13/08/2007
1ère partie du conte de Wells
"La perle, proclame le moraliste, est plus belle que la plus brillante des pierres cristallines parce qu’elle procède de la souffrance d’un être vivant. Je ne saurais rien dire là-dessus parce que je ne me sens pas du tout attiré par les perles. Leur éclat voilé ne m’émeut pas. Et je ne peux pas me prononcer personnellement sur la controverse séculaire qui porte sur le fait de savoir si « La Perle d’Amour » est le plus cruel des contes ou simplement une charmante fable sur l’immortalité du beau.
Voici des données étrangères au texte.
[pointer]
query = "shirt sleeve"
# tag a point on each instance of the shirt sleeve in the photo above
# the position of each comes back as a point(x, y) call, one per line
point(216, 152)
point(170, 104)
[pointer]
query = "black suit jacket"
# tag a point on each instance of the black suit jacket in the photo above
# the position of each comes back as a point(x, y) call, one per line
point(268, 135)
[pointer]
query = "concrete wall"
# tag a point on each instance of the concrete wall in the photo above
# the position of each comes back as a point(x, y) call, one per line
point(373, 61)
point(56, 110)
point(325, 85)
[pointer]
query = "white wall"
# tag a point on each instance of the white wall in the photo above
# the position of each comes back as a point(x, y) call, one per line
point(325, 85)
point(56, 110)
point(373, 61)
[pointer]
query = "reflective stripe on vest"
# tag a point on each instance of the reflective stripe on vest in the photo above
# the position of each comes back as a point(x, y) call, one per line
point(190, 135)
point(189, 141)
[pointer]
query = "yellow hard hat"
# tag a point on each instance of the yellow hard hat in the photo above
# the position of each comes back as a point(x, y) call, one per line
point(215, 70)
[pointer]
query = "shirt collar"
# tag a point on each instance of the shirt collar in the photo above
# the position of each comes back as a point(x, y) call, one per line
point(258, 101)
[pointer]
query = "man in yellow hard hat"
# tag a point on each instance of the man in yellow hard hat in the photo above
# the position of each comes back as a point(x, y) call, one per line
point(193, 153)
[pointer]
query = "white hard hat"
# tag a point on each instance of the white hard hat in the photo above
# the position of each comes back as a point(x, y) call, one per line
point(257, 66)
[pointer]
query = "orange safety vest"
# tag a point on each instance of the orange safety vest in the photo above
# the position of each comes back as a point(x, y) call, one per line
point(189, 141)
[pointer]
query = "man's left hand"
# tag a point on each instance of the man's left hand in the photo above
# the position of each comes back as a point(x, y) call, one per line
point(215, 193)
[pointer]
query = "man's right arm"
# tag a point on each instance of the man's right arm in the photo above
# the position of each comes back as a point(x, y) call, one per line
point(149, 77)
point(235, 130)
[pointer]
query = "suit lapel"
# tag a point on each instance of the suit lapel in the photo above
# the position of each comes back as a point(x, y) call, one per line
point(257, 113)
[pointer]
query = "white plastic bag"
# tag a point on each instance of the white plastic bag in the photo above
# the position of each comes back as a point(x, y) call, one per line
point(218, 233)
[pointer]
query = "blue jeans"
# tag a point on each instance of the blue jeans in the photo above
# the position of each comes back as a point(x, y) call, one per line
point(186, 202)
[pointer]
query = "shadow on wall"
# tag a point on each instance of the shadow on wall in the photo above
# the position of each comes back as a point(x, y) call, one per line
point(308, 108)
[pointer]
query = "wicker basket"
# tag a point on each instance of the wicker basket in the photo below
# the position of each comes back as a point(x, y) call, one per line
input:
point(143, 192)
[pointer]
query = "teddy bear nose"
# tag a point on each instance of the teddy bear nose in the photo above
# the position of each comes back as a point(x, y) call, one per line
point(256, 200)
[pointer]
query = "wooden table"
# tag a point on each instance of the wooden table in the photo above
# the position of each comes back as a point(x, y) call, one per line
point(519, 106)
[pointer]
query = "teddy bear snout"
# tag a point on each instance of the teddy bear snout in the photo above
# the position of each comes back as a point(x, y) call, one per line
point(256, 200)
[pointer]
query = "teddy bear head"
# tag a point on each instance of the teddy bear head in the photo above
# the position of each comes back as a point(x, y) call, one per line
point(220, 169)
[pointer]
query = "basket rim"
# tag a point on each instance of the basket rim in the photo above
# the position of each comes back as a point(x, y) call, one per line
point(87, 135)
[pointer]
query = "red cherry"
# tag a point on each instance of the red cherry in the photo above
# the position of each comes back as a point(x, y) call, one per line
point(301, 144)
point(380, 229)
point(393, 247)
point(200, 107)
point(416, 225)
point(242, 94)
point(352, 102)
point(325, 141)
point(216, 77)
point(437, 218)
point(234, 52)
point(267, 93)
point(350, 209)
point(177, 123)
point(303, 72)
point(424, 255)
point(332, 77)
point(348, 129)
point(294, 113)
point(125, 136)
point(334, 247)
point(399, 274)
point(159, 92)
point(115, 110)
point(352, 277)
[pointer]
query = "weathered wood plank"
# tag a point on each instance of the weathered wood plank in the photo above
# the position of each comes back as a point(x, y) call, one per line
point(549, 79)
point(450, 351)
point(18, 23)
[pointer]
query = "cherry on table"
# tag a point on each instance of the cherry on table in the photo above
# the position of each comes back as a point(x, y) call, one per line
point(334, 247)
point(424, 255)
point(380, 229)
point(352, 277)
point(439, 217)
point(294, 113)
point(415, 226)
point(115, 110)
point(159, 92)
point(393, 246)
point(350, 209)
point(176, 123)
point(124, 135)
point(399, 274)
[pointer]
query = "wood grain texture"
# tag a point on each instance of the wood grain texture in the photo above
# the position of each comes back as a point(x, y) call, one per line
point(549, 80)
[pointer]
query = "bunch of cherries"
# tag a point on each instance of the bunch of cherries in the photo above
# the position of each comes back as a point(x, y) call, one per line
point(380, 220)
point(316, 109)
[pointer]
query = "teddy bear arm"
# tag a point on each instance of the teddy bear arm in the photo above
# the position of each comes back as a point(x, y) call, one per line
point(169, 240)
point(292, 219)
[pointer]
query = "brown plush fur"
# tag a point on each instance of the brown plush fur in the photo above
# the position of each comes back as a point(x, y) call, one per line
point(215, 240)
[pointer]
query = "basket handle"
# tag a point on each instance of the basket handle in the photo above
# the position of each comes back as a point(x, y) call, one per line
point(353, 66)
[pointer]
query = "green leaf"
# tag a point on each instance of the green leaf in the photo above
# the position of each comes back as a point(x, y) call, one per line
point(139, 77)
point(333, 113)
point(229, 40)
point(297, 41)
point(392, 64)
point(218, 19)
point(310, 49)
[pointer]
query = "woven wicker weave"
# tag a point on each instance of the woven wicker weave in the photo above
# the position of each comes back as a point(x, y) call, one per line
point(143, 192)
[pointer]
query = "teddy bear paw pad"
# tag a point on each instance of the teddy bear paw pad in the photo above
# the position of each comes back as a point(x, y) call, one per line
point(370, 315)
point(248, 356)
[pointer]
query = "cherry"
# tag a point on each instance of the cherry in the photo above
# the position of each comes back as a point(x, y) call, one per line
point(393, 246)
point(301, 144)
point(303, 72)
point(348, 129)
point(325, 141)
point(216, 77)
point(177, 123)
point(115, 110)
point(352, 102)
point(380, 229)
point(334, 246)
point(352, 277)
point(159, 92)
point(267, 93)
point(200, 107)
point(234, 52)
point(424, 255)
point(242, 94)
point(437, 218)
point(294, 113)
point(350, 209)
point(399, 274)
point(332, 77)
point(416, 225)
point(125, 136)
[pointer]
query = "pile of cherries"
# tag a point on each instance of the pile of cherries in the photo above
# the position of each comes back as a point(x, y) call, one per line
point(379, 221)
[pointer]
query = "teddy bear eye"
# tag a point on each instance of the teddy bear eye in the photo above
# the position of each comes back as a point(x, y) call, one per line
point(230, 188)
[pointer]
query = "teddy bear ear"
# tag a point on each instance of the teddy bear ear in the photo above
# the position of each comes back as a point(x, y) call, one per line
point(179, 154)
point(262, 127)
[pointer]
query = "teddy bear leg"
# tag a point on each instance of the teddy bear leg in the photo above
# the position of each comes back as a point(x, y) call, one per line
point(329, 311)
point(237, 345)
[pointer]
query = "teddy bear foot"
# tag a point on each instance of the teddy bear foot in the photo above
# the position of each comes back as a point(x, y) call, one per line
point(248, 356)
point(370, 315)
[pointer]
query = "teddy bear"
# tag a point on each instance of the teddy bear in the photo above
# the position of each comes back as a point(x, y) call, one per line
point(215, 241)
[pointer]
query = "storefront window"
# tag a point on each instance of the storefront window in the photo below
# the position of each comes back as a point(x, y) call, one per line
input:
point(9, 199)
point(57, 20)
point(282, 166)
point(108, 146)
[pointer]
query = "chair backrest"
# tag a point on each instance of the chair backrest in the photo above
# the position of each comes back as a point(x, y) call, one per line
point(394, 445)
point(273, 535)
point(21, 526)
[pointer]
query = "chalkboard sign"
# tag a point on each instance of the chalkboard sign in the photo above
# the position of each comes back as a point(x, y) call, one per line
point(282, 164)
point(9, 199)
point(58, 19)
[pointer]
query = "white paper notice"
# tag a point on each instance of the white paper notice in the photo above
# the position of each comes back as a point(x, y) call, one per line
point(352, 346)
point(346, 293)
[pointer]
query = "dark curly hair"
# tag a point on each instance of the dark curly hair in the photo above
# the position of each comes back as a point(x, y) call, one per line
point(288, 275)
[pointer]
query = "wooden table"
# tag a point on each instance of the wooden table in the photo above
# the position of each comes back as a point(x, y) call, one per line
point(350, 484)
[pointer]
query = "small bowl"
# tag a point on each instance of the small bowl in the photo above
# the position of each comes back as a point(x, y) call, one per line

Ce conte et cette controverse sont à coup sûr familiers à ceux qui étudient la prose persane médiévale. Le conte est bref, mais les commentaires qu’il a inspirés forment un pan considérable de la littérature de cette époque. On en a rendu compte comme d’une invention poétique et également comme d’une allégorie aux significations diverses. Les théologiens en ont fait ce qu’ils voulaient, prolixes à leur coutume, en s’attachant singulièrement à ce qui touche à la résurrection de la chair ; et les auteurs d’écrits sur l’esthétique s’en sont maintes fois servis en guise de parabole. Enfin, nombreux sont ceux qui l’on tenu pour un récit factuel, une histoire tout bonnement et platement authentique.
L’anecdote est située dans le nord des Indes, terre féconde entre toutes pour accueillir des histoires d’amour sublimes. Il s’agit d’un pays de soleil, avec des lacs, des forêts luxuriantes, des collines et des vallées fertiles, et, dans le lointain, de hautes montagnes, suspendues au ciel, avec leurs pics, leurs crêtes, leurs arêtes sous une neige éternelle inaccessible.
Un jeune prince régnait sur toute cette contrée ; et il trouva une vierge d’une beauté et d’un charme indescriptibles et en fit sa reine et déposa son cœur à ses pieds. Ils connurent l’amour, un amour plein de joies, de douceur et d’espoir, un amour exquis, parfait et merveilleux au-delà de ce que l’on a jamais rêvé sur ce sujet. Ils connurent cet amour tout au long d’une année et d’une partie de l’année suivante puis, subitement, à cause d’une morsure venimeuse qu’elle reçut dans un fourré, la princesse mourut.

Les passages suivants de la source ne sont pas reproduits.